By E.S. MacLean — March, 2018
My introduction to a brake pad slap came last April when I did a dumb and costly thing—I waited to see if a noise coming from my Malibu’s brakes would somehow magically go away. It didn’t (of course) and I headed to the auto shop up the road, where a manager delivered the news. My front brakes were toast. One had 10% of its padding left, the other had none at all. And (bigger news) I needed new rotors: my reward for waiting.
As the manager added up the estimate, I asked about brake hardware. It was something I knew about from working with Carlson and something which he hadn’t mentioned.
“Are you replacing the brake clips?” I asked.
He looked up and stared at me. “No,” he said. “We’ll clean them off and reuse them.”
What happened next felt a bit odd: I asked the manager of an auto shop to add parts to a work order. And from the look on his face, I’d say discussing “brake hardware” with a customer was a first for him.
Hopefully, Carlson is going to change that. Between now and the end of May, the company is running a campaign of print and online ads—a media blitz of over 2 million ad impressions in Brake & Front End, Tire Review, Counterman and Aftermarket News. The message, aimed at industry pros and techs, can be expressed in three words: don’t brake pad slap.
A “pad slap,” as Mark Phillips of Counterman explains in the following video, is what I avoided at my auto shop—it’s a brake job where you reuse old brake hardware and just “slap” on new brake pads…
In the video, Phillips shares four common brake job mistakes…
1. Not replacing the hardware
Reusing old hardware is like putting old shoelaces on a new pair of shoes—it’s a lousy idea. Brake hardware is designed to hold the brake pads in exactly the right place. It wears out over time (as the brake pads do) and doesn’t work exactly right.
So if you don’t replace the hardware during a brake job, guess what? It’s not a complete brake job.
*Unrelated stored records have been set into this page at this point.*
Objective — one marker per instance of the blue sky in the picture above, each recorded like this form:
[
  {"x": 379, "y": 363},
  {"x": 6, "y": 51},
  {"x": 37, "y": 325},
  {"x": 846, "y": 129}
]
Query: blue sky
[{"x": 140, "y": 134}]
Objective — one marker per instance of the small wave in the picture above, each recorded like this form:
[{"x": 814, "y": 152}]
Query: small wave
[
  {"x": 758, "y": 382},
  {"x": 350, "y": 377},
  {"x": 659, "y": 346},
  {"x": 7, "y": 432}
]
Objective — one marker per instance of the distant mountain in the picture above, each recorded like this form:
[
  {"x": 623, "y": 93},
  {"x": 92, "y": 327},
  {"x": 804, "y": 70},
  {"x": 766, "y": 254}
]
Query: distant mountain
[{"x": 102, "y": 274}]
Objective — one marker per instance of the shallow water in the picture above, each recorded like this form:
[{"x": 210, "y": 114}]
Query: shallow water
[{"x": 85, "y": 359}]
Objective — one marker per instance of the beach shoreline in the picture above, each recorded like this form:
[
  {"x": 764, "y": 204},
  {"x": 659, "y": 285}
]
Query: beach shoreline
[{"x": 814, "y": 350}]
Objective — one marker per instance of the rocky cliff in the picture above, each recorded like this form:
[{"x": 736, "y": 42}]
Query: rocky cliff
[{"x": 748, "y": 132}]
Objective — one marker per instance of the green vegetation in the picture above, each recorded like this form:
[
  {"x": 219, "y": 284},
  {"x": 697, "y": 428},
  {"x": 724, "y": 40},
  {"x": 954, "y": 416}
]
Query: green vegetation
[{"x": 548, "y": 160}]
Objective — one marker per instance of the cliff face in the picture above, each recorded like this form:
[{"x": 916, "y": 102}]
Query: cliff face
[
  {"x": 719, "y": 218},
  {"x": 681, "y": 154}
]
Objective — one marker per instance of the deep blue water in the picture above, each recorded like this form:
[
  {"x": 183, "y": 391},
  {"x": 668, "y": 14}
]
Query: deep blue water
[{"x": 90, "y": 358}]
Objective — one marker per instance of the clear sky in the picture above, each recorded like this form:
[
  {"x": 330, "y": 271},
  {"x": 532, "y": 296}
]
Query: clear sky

You are guaranteeing your new brake pads are going to be, to a greater or lesser degree, out of position. The result? Noise and premature wear on your new pads.
2. Not lubricating the guide pins
Guide pins, as their name implies, are brake parts designed to guide and direct the movement of brake pads on and off the rotors. During every brake job, you need to lubricate them with the right stuff—brake caliper grease. And if you see ANY sign of rust, replace them.
3. Installing the brake pads backwards
Installing a brake pad backwards? “It happens more often than you think,” says Phillips. “Especially when the vehicle’s owner complains that the brakes are grinding after a friend changed the brake pads.”
4. Not properly torquing the caliper bracket bolts
“Not all caliper bracket bolts are the same,” says Phillips. “Torque ranges can vary from 30- to 110-ft/lbs. Also, some bracket bolts can be torque-to-yield or require liquid tread lockers.”
There you have it—avoid the brake pad slap. It’s the message Carlson is spreading right now from coast to coast, and that hopefully will include the auto shop up the road from me.
Let the hardware conversations begin.